Explanation: If K is 0, the query answer is an empty list.

Solution

def solution(operations):
    from bisect import bisect_left, bisect_right
    from collections import Counter

    timestamps = []
    ad_ids = []
    answers = []

    for op in operations:
        if not op:
            continue

        if op[0] == 1:
            _, timestamp_ms, ad_id = op
            timestamps.append(timestamp_ms)
            ad_ids.append(ad_id)
        elif op[0] == 2:
            _, T_end, W_ms, K = op

            if K <= 0 or not timestamps:
                answers.append([])
                continue

            start = T_end - W_ms
            left = bisect_left(timestamps, start)
            right = bisect_right(timestamps, T_end)

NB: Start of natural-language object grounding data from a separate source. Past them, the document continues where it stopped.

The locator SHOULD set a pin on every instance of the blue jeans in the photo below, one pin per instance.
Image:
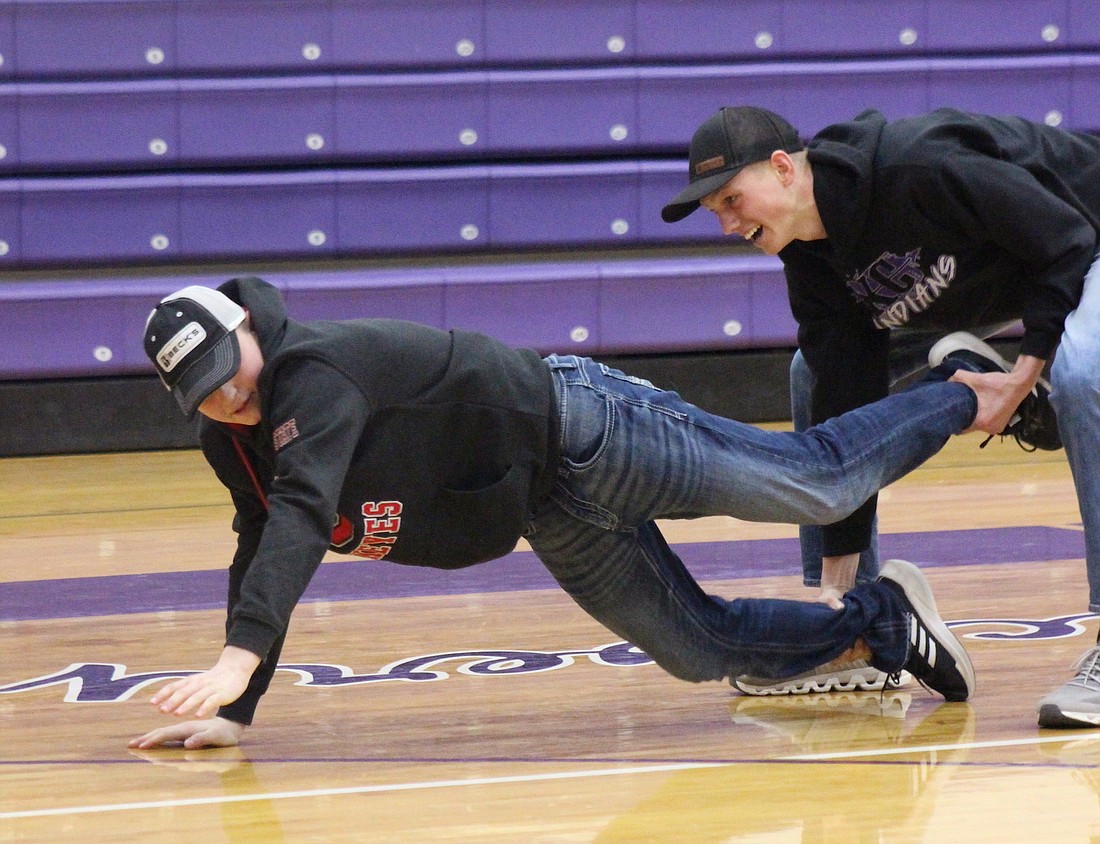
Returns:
(1075, 394)
(909, 355)
(631, 453)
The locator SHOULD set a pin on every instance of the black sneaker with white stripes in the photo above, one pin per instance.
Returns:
(936, 658)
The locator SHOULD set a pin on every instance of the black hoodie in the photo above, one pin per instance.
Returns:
(383, 439)
(944, 221)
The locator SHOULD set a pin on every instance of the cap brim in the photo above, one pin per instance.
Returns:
(208, 373)
(686, 200)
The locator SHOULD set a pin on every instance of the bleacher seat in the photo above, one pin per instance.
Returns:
(139, 136)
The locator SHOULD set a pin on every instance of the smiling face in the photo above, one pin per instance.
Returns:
(765, 204)
(237, 399)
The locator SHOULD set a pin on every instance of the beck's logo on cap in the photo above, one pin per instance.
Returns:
(183, 343)
(706, 166)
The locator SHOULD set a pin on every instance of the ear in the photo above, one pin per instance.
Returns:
(782, 165)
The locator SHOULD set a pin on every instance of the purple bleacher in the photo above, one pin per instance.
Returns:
(7, 42)
(243, 35)
(77, 327)
(11, 209)
(98, 124)
(415, 295)
(413, 210)
(562, 111)
(586, 307)
(144, 37)
(411, 116)
(1036, 88)
(73, 39)
(1084, 24)
(1085, 92)
(407, 33)
(551, 307)
(971, 25)
(563, 204)
(254, 121)
(98, 219)
(559, 31)
(288, 215)
(693, 304)
(477, 116)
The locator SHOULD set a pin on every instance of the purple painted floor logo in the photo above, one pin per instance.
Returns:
(109, 682)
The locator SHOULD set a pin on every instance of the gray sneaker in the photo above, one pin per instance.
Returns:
(843, 677)
(1077, 703)
(1034, 425)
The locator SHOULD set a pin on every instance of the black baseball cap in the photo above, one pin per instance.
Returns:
(190, 338)
(726, 143)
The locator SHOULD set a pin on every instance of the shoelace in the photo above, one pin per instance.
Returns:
(1088, 668)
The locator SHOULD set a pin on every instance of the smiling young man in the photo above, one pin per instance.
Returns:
(893, 234)
(399, 442)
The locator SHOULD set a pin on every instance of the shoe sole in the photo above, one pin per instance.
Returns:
(867, 680)
(919, 593)
(1052, 715)
(965, 341)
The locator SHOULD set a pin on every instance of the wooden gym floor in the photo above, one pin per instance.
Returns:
(484, 707)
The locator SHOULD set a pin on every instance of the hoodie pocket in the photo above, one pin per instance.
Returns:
(473, 526)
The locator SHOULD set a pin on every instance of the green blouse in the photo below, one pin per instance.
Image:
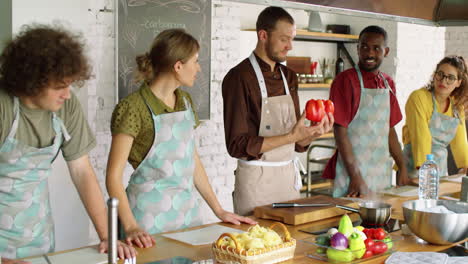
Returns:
(131, 116)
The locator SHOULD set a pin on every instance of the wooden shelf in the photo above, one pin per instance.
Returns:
(314, 86)
(327, 37)
(302, 34)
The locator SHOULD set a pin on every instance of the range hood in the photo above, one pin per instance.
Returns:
(428, 12)
(441, 12)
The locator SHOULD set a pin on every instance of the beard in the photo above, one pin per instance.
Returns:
(367, 68)
(272, 55)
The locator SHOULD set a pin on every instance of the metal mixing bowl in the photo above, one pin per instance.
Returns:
(437, 228)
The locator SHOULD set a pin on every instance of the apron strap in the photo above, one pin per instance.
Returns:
(298, 167)
(361, 82)
(14, 127)
(63, 129)
(261, 80)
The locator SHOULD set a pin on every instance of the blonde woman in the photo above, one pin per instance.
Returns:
(435, 118)
(152, 129)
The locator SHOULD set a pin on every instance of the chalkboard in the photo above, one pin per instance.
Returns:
(139, 21)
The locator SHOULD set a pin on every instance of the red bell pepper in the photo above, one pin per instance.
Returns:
(316, 109)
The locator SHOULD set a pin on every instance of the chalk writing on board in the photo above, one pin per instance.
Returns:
(141, 20)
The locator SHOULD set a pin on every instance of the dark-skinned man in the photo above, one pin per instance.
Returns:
(366, 112)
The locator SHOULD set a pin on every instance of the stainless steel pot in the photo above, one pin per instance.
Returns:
(372, 213)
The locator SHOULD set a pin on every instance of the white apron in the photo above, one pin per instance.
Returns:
(275, 177)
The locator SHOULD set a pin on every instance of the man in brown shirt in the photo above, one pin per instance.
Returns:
(261, 107)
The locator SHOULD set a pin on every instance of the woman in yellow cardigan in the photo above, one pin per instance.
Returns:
(435, 117)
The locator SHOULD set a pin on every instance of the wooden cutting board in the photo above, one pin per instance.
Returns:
(301, 215)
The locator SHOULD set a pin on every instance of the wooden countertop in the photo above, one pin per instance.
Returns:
(167, 248)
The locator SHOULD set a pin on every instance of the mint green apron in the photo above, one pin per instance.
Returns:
(161, 190)
(368, 133)
(443, 129)
(26, 225)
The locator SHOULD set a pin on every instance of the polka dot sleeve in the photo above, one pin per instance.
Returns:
(126, 119)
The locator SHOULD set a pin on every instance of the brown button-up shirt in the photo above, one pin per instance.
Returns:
(243, 105)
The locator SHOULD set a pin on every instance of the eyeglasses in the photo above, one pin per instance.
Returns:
(440, 76)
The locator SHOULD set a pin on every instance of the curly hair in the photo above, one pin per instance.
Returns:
(459, 94)
(40, 54)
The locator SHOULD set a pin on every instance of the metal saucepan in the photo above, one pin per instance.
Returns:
(372, 213)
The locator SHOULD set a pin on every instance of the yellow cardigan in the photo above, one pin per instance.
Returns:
(419, 108)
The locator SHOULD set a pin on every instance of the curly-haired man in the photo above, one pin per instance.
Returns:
(40, 116)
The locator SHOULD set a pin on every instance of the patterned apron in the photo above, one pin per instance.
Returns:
(26, 224)
(443, 129)
(160, 191)
(275, 177)
(368, 133)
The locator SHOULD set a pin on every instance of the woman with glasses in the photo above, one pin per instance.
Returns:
(435, 118)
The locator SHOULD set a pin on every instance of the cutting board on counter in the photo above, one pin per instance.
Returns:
(301, 215)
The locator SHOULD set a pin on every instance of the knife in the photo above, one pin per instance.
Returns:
(288, 205)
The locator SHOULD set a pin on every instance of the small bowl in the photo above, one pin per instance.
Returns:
(437, 228)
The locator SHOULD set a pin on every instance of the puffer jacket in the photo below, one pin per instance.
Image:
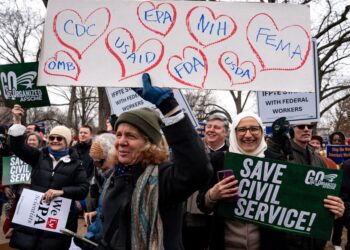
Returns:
(68, 175)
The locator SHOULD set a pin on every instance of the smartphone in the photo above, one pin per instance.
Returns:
(222, 174)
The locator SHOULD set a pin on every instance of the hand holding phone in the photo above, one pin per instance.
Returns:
(226, 189)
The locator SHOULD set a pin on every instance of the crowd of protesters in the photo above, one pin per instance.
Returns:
(151, 183)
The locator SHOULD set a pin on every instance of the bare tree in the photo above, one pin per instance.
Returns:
(203, 104)
(20, 30)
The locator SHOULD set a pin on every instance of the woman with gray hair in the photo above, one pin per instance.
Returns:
(143, 200)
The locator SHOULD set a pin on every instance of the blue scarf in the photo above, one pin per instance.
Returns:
(58, 154)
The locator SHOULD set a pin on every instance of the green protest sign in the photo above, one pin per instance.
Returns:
(15, 171)
(18, 85)
(282, 195)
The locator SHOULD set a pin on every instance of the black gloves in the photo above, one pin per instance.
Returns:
(163, 98)
(280, 135)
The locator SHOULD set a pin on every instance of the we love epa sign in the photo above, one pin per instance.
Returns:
(184, 44)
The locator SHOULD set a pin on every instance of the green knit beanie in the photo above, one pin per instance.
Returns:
(146, 120)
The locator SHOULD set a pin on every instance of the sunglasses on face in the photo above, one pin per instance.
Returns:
(58, 138)
(302, 126)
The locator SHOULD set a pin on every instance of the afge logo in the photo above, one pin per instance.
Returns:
(318, 178)
(20, 87)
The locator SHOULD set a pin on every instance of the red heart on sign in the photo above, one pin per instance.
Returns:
(237, 73)
(62, 64)
(77, 34)
(277, 49)
(159, 19)
(209, 29)
(189, 69)
(133, 61)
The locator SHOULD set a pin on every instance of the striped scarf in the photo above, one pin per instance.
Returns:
(146, 223)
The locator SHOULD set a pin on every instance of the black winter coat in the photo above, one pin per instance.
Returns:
(83, 150)
(67, 176)
(276, 240)
(189, 170)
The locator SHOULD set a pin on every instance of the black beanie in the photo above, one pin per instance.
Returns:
(146, 120)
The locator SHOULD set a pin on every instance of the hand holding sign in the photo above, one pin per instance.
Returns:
(17, 113)
(50, 194)
(335, 205)
(224, 189)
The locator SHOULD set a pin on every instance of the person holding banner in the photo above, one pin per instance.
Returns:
(57, 171)
(143, 201)
(247, 138)
(302, 153)
(337, 138)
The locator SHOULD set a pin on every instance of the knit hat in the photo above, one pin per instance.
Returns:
(101, 145)
(146, 120)
(37, 137)
(64, 132)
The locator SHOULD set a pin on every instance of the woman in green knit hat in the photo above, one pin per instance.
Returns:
(142, 207)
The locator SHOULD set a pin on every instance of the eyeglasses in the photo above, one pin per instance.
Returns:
(254, 130)
(302, 126)
(99, 163)
(58, 138)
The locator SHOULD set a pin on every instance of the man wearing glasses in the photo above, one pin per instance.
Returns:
(216, 132)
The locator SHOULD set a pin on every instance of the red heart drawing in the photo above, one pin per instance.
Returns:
(121, 44)
(159, 19)
(237, 73)
(203, 30)
(62, 64)
(187, 67)
(277, 49)
(77, 34)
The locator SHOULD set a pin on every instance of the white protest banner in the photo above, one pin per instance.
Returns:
(182, 44)
(125, 99)
(31, 211)
(296, 107)
(15, 171)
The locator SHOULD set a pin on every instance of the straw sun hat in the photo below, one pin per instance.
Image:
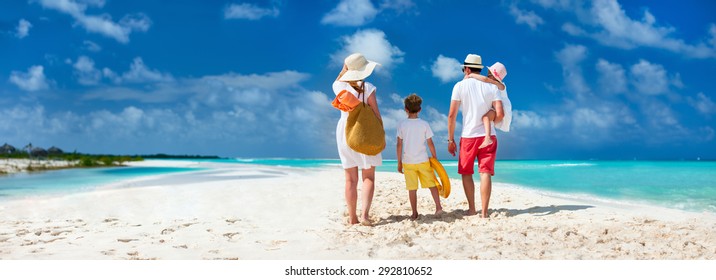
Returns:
(473, 61)
(359, 68)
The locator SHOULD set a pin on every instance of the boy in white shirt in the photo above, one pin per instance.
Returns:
(413, 133)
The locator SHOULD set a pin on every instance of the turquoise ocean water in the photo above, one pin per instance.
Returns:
(65, 181)
(687, 185)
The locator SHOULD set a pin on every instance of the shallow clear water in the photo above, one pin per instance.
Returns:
(73, 180)
(688, 185)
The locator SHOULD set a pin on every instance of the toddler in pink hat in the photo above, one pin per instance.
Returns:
(495, 75)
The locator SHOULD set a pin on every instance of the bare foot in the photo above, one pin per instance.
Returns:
(366, 222)
(485, 143)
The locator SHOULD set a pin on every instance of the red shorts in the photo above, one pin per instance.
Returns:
(485, 156)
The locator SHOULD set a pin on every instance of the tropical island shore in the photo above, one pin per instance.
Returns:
(236, 211)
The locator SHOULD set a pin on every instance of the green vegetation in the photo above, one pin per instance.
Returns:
(37, 156)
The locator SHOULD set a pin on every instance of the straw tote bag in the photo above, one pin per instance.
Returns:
(364, 131)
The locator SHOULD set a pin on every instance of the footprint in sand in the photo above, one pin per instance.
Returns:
(109, 252)
(230, 235)
(126, 240)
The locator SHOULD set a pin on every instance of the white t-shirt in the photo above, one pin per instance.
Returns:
(414, 133)
(476, 99)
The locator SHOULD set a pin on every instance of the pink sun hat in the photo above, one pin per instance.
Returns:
(498, 71)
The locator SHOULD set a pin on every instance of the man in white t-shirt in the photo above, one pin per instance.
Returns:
(474, 98)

            if left >= right:
                answers.append([])
                continue

            counts = Counter()
            for i in range(left, right):
                counts[ad_ids[i]] += 1

            ranked = sorted(counts.items(), key=lambda item: (-item[1], item[0]))
            answers.append([ad_id for ad_id, _ in ranked[:K]])

    return answers

Hints

Because ingested timestamps are non-decreasing, you can store them in a simple array and binary search query boundaries.
For each query, only count impressions whose indices fall inside the time window.

Part 4: Can Target Be Formed from Source Characters?

Constraints

0 <= len(source), len(target) <= 200000
Both strings contain lowercase English letters a-z
Each character from source can be used at most once

Examples

Input: ("aab", "aba")

Expected Output: True

Explanation: source contains two a characters and one b, which is enough to build target.

Input: ("ab", "abb")

Expected Output: False

Explanation: target needs two b characters but source only has one.

Input: ("abc", "")

Expected Output: True

Explanation: An empty target always can be formed.

Input: ("", "a")

Expected Output: False

Explanation: A non-empty target cannot be formed from an empty source.

Solution

def solution(source, target):
    from collections import Counter

    if len(target) > len(source):
        return False

    available = Counter(source)
    needed = Counter(target)

    for ch, cnt in needed.items():
        if available[ch] < cnt:
            return False

    return True

Time complexity: O(n + m), where n = len(source) and m = len(target). Space complexity: O(1) if the alphabet is fixed to 26 lowercase letters, otherwise O(u) for the number of distinct characters.

Hints

Count how many times each character is needed in target.
If any character is required more often than it appears in source, the answer is False.